Senin, 14 November 2011

Eurozone Crisis

Italy's Unicredit bank has been forced to ringfence €48bn of toxic assets and has told staff 5,200 of them will be made redundant

Italy's largest bank, Unicredit, on Monday highlighted the obstacles faced by prime minister-designate Mario Monti when it sent out a plea to shareholders for extra funds to protect against bad loans to Greece and losses on subsidiaries in eastern Europe.
Unicredit, which operates in 22 European countries with more than 168,000 employees, said it needed to boost its reserves by €7.5bn after it plunged into loss, was forced to ring-fence €48bn of toxic assets, and told staff that 5,200 of them would be made redundant.
Details of the bank's poor state of health emerged as former EU commissioner Monti's struggle to form a new government took its toll on the country's borrowing costs.
Italian bond yields – which determine the interest rate paid on its debts – began to climb towards previous record highs that brought the country to the edge of bankruptcy last week.
Italy has the third largest bond market in the world after Japan and the US with debts of around 120% of national income.
The euphoria that accompanied Silvio Berlusconi's agreement last week to quit – and brought bond yields back towards the all-important 6% level – evaporated within hours of his departure on Saturday as it became obvious it would take time for Monti to win over rival factions to form a new coalition.
Bond yields reached 6.77% on Monday, raising concerns that international investors already considered a technocratic government under Monti a lame duck.
Europe's stock markets closed down as international investors raised questions about the prospect of Italy and Spain eventually going bust.

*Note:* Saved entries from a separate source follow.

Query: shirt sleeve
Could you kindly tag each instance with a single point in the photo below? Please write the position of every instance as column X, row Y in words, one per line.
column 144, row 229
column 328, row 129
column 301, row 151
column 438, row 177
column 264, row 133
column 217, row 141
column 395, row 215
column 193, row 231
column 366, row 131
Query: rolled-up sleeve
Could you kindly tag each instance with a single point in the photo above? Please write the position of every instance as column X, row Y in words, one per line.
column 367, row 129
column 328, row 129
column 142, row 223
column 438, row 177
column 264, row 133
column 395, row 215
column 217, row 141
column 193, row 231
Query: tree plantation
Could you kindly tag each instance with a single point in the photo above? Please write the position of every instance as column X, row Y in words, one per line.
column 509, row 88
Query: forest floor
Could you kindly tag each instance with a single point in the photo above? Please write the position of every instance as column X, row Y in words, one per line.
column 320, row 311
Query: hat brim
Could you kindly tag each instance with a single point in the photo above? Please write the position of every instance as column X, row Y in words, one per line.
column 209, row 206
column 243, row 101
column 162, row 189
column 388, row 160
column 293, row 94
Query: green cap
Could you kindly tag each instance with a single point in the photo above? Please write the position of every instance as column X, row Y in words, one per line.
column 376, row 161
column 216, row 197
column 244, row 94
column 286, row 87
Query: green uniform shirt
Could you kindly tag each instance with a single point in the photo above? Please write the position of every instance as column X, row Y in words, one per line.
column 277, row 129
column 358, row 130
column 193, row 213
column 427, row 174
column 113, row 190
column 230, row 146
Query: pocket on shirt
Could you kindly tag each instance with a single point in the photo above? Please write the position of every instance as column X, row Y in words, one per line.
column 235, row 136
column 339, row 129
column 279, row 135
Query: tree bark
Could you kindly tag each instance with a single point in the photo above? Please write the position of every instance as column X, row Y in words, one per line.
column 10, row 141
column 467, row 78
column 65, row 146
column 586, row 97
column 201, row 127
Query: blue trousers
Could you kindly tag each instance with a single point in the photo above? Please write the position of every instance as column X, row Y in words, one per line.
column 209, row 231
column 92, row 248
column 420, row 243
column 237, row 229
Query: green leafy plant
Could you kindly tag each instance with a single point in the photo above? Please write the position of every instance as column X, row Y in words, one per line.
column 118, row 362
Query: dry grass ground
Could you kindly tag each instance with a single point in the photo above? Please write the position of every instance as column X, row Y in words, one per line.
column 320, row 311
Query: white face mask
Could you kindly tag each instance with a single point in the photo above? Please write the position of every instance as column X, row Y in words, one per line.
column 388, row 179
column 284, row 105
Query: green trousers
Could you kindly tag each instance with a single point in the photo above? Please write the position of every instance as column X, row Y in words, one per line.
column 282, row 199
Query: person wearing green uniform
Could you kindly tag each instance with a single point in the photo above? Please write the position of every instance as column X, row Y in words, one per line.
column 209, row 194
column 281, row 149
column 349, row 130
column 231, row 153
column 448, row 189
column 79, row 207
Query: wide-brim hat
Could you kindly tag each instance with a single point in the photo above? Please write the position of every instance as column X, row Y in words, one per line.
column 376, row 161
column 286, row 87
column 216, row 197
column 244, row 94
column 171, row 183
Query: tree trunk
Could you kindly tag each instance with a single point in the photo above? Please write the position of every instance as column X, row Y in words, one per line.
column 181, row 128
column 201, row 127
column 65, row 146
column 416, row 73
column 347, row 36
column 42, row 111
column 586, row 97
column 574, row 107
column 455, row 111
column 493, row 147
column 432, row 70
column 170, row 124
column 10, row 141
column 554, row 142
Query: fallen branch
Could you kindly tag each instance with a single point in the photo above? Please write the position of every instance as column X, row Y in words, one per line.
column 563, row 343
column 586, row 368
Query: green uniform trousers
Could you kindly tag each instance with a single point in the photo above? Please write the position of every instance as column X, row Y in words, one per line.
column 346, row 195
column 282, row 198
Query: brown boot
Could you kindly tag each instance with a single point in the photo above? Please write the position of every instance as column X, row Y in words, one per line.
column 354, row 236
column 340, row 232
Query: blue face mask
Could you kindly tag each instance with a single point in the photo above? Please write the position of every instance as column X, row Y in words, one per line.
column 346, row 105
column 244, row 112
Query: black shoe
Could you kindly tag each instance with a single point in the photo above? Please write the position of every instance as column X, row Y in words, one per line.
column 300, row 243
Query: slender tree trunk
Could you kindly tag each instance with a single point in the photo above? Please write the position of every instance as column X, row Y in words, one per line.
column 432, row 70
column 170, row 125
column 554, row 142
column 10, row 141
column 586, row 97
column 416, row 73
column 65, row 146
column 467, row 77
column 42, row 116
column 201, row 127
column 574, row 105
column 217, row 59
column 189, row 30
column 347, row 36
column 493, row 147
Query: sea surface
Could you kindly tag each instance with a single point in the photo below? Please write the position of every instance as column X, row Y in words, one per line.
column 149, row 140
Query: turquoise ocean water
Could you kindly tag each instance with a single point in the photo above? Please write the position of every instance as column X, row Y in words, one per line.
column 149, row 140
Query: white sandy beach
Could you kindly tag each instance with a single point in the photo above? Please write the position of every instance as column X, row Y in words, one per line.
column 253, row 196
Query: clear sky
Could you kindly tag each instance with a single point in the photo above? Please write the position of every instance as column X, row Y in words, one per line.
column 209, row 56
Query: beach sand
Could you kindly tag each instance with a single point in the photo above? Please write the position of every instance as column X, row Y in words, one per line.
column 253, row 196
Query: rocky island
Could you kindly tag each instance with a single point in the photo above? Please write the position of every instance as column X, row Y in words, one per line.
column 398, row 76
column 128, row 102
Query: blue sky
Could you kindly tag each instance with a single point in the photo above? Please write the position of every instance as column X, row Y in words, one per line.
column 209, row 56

Spain saw its borrowing costs rise to 6.13% on its 10 year bonds.
Spain and Italy's man indices both fell by 2%, while the French Cac and the German Dax lost 1% each. The FTSE 100 ended 26 points lower at 5519, a fall of almost 0.5%.
The chancellor, George Osborne, said a new administration in Rome should get to grips with its debts and "make their economies more competitive".
He urged the authorities in Brussels and Frankfurt to bolster the firewall needed to protect Italy and Spain to prevent a repeat of the financial collapse that forced Ireland, Portugal and Greece to need more than €300bn of bailout funds.
"The eurozone has the financial capacity to restore stability. They now need to deploy it without delay," he wrote in London's Evening Standard newspaper.
Meanwhile Angela Merkel, the German chancellor, warned that Europe faces perhaps its toughest time since the second world war in a speech to her Christian Democratic Union party. The German chancellor said that closer political union was needed to save Europe: "If the euro fails then Europe will fail," she cautioned.
The German finance minister, Wolfgang Schäuble, won a standing ovation at the Christian Democrat's party conference in Leipzig with calls to block all moves by the European Central Bank to buy more than token numbers of Italian bonds.
Schäuble told the conference that Europe must defend its currency, and acknowledged that Germany was "fairly alone" in believing that the European Central Bank must not be used for "unlimited financing of states".
Schäuble also argued that there was "too much liquidity in the world" – indicating that he remains opposed to the suggestion that the ECB should embark on a quantitative easing spree.
Details of a letter from Italian finance minister Guilo Tremonti to Olli Rehn, Europe's commissioner for economic and monetary affairs, also raised the prospect of social unrest.
Tremonti said he wanted to address the EU's concerns that Italy had failed to get its finances into line with a programme of tax rises and state asset sales, including the sale of unused prisons and military buildings. The letter also reveals that around 300,000 public sector jobs could be axed over the next three years.
The rise in Spanish bond yields will worry Brussels. Spain is due to seek several billion euros of loans in the next week and officials will want to restrict the rise in borrowing costs or risk a similar threat of bankruptcy that has plagued Italy.
Spain goes to the polls at the weekend to find a successor to the administration of José Luis Rodríguez Zapatero. The Spanish are expected to reject the socialists, who have been in power since 2004, in favour of the right wing Popular Party. Spanish politicians criticised the ECB for raising interest rates earlier this year, making it more costly for businesses to borrow and invest.
Osborne, like many EU finance ministers, has urged the ECB to cut rates and announce that it will protect all the economies in the 17 member currency club with unlimited funds.
Osborne, who said he stood alongside the US, the IMF and China in wanting further action from eurozone politicians, said an enhanced European Financial Stability Facility, which has €440bn pledged to it by eurozone members, could also play a vital role.

Osborne, who said he stood alongside the US, the IMF and China in wanting further action from eurozone politicians, said an enhanced European Financial Stability Facility, which has €440bn pledged to it by eurozone members, could also play a vital role.
"Whether it is done by the ECB or by eurozone governments is not the central issue: the financial risks of standing behind their currency will ultimately be borne by eurozone citizens," he said.